We need to build the model to determine the price of a used car.We are interested in the following parameters :
- the quality of the prediction
- the speed of the prediction
- the time required for training
The dataset can be found here: www.kaggle.com/dataset/f8a4f6645bbf81179d976bfd42fa80ee167f68e4408da355810110f0dc6ac001
Step 1: Preprocess the data
We will remove anomalies, fill missing values(where possible), reduce the number of categories for features (there are around 250 categories for Model column), remove uninformative features.
Step 2: Prepare data for model training
Since we will be building RandomForest and Linear Regression models among others, we need to encode categorical features.

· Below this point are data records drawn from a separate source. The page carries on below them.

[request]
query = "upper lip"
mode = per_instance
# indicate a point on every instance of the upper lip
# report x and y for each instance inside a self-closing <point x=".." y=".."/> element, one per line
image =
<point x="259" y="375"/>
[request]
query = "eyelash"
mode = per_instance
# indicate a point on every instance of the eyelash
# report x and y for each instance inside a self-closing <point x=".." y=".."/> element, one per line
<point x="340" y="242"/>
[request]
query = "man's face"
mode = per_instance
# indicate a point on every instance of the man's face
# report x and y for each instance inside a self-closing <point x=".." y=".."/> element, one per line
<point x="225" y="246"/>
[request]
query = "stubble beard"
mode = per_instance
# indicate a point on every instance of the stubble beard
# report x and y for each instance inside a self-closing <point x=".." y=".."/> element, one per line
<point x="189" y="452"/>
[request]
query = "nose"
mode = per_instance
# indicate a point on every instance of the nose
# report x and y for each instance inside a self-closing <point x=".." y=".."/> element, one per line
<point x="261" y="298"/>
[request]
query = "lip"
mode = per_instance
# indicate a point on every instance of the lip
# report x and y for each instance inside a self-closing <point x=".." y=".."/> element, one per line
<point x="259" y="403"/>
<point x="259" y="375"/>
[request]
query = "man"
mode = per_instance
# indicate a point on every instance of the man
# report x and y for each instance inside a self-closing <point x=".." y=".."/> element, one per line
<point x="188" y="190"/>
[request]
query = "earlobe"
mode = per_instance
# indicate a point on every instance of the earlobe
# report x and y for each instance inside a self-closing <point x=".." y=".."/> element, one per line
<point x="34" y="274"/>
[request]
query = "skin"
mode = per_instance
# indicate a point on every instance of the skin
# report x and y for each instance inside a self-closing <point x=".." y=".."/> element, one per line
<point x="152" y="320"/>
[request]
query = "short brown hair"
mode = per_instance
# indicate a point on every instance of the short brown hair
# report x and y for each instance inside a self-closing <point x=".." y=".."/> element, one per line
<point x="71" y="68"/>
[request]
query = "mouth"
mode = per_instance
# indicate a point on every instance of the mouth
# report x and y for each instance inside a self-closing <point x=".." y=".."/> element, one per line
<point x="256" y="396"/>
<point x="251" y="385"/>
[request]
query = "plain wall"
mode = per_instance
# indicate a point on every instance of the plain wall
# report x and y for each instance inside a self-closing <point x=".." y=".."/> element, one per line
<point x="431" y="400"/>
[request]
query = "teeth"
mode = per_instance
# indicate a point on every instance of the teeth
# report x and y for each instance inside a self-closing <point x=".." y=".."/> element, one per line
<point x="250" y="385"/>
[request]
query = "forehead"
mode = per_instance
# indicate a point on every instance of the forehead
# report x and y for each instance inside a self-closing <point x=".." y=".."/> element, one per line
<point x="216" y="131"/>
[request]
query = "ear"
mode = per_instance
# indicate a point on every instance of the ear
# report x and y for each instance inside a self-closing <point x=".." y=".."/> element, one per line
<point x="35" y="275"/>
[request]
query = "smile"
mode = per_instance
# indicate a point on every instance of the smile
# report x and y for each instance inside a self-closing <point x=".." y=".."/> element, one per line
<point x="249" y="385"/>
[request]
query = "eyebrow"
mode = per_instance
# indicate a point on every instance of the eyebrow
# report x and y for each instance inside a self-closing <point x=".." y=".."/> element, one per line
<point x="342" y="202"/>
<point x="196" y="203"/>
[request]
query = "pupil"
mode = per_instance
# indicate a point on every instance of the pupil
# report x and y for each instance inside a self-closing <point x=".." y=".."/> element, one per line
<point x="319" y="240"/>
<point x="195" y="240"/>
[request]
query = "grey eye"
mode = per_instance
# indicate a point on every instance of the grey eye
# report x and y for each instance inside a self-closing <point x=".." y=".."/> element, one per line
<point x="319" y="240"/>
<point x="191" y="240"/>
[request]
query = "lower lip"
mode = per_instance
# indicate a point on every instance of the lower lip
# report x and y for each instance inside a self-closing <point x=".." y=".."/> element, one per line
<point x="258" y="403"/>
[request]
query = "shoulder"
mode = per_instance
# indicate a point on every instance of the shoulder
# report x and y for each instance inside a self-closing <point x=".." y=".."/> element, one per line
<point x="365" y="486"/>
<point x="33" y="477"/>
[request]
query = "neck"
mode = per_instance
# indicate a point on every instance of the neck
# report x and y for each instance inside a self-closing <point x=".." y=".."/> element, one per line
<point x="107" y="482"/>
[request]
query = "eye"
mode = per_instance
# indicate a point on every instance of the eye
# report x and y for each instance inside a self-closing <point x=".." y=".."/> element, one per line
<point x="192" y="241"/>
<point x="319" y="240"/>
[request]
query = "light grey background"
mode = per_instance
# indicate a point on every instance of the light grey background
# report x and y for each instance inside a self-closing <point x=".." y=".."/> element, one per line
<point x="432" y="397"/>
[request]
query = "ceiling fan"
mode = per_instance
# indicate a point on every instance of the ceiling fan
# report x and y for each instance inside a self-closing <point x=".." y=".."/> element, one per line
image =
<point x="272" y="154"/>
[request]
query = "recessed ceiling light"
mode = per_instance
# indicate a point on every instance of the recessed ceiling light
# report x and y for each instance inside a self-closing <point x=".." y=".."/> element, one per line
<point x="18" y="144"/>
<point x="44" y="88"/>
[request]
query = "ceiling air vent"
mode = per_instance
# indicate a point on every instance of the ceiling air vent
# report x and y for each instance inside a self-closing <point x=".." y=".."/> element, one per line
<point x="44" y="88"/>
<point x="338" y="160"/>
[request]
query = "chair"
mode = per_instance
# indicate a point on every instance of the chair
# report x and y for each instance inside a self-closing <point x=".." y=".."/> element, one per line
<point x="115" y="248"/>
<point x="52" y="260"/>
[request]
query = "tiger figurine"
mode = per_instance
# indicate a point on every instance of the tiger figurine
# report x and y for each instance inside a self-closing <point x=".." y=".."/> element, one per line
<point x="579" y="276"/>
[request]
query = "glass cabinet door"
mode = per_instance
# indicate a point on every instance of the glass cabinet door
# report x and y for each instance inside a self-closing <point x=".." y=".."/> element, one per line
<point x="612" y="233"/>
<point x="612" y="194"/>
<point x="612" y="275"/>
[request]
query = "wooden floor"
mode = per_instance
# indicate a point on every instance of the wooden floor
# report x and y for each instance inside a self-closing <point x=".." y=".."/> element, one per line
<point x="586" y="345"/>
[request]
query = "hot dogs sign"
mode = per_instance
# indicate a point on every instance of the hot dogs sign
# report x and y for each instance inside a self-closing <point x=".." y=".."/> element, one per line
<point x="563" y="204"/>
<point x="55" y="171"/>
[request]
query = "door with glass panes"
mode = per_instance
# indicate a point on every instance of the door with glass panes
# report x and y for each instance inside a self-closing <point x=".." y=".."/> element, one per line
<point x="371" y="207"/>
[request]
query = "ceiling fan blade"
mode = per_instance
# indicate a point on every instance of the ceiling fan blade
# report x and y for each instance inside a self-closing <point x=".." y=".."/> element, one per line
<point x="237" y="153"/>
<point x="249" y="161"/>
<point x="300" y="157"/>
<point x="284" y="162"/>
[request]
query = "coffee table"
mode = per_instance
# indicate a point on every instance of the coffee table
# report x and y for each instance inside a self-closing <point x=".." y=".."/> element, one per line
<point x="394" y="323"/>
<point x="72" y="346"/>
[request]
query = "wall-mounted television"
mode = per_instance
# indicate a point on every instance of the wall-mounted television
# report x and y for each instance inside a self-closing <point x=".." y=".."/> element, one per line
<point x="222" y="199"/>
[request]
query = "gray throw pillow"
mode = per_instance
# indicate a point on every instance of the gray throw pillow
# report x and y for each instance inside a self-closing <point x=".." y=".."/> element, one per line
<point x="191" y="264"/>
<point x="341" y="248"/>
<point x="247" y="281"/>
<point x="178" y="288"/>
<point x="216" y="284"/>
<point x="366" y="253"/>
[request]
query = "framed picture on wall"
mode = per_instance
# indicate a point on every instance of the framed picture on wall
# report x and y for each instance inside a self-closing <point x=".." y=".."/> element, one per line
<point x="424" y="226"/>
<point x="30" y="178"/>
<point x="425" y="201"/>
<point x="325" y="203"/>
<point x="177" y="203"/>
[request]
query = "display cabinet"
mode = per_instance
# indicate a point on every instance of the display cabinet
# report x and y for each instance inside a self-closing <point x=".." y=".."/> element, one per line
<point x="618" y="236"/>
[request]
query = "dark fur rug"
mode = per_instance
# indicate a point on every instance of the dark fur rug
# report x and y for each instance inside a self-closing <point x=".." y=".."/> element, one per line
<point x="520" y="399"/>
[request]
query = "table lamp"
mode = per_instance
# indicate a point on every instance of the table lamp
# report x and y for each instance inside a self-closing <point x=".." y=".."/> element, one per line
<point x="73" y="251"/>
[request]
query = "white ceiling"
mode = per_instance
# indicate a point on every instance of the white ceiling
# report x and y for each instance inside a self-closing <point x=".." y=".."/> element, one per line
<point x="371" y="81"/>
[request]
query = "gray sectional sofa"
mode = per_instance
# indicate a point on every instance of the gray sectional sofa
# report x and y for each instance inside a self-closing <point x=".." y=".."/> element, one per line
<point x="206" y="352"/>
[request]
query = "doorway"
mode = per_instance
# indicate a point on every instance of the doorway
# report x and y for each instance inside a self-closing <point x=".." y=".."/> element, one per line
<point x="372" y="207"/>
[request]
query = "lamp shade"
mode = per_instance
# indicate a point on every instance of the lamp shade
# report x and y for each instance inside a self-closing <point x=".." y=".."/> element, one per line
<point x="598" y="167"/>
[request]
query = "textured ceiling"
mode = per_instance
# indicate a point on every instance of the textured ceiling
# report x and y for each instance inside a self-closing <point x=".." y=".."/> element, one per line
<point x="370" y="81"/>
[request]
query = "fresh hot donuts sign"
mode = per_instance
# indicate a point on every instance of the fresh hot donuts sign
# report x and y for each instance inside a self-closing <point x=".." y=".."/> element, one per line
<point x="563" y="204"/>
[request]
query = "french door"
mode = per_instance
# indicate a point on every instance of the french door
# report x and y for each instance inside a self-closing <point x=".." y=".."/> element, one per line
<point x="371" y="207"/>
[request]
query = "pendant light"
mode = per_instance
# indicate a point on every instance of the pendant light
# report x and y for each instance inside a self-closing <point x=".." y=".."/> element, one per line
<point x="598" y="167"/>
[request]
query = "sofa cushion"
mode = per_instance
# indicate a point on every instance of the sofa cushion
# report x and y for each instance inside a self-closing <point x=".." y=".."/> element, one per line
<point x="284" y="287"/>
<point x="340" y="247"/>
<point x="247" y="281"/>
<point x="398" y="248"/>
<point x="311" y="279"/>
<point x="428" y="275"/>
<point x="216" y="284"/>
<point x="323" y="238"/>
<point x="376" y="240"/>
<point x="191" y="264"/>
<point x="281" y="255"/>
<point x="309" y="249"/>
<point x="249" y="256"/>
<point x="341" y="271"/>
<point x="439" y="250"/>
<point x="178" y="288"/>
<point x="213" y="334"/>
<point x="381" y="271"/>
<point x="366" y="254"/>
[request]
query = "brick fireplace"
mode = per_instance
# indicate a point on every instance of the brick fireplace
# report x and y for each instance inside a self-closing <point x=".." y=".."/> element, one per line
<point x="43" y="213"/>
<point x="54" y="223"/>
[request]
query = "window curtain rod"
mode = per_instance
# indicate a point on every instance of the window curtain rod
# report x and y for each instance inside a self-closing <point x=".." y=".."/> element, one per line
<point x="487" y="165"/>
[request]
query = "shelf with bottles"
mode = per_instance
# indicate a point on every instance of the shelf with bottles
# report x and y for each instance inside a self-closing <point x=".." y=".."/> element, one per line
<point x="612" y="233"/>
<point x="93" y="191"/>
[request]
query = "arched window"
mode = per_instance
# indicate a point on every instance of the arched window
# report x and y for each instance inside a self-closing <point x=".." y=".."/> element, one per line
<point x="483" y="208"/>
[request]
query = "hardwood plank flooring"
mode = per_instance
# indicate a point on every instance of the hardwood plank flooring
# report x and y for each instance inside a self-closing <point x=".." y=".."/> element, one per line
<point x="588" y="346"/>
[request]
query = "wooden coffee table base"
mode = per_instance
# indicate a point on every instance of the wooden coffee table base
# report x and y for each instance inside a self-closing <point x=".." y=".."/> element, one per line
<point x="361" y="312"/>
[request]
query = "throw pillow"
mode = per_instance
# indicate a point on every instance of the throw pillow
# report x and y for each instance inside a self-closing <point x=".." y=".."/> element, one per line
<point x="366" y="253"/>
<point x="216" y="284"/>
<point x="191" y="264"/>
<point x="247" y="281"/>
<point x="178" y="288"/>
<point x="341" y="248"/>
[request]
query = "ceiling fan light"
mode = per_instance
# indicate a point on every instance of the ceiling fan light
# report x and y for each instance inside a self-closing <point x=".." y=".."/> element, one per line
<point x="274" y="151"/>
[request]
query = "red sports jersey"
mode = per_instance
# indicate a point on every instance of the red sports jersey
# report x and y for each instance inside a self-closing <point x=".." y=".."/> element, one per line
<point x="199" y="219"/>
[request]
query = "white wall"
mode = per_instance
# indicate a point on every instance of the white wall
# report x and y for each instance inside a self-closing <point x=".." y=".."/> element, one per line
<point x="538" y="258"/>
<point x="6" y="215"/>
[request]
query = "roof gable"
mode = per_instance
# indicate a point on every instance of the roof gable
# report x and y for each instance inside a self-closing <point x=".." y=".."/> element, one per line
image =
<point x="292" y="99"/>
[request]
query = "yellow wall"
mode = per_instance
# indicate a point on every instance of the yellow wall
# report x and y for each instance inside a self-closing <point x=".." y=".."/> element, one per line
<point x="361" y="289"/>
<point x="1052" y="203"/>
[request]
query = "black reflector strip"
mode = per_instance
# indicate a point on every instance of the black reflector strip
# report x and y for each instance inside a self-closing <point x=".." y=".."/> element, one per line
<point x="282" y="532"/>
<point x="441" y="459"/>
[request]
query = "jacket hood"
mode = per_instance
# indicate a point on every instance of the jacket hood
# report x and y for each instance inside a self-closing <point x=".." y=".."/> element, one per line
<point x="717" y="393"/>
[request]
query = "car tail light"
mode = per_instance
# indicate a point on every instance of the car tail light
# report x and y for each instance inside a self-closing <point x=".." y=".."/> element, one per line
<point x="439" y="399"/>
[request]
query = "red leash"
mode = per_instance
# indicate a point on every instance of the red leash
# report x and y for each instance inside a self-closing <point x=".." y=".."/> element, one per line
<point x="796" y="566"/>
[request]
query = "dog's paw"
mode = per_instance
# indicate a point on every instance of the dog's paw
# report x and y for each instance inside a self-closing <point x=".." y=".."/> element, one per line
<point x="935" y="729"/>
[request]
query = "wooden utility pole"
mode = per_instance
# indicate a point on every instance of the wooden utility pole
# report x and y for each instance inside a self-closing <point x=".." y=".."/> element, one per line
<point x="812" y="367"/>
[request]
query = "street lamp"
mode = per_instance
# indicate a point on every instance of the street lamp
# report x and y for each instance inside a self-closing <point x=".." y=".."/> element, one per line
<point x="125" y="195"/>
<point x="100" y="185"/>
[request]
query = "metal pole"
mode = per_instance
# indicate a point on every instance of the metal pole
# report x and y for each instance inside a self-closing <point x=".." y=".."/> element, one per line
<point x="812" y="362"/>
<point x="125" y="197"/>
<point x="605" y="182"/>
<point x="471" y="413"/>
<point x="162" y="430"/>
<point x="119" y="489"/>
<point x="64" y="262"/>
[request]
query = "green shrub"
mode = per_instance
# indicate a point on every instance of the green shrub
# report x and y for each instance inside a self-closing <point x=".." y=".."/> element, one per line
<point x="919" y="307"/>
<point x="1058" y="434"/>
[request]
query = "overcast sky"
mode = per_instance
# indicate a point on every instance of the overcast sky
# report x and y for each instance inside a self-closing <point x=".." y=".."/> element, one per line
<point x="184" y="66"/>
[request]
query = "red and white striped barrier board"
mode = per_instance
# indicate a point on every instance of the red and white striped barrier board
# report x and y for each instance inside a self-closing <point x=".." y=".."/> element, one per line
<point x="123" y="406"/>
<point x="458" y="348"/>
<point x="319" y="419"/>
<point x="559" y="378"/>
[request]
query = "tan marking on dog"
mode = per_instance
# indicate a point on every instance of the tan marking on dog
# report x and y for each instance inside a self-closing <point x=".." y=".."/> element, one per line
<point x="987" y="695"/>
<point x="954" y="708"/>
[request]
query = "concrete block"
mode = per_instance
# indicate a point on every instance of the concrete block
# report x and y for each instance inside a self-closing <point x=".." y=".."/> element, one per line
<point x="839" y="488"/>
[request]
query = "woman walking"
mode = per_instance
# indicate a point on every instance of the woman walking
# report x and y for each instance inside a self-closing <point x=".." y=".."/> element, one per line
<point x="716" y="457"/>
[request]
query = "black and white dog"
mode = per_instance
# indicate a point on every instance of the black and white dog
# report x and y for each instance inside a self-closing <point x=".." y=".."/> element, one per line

One hot encoding has been used for this purpose. For models which deal only with numeric data it is better to use dummification instead of label encoding. Label encoding only maps each string to an integer and the model will wrongly interpret this as having a numeric relationship with target variable and other features. We will also scale numeric variables using StandardScaler. LightGBM and Catboost can work with categorical features so there is no need to send encoded features for model training.
Step 3: Model building
We will build Linear Regression fo sanity check. Random Forest, and stochastic gradient boosting trees, Xgboost, LightGBM, Catboost.
The statistic used as a measure of model's performance is RMSE. RMSE for test set for each model along with training time and prediction time have been stored in a dataframe for comparison.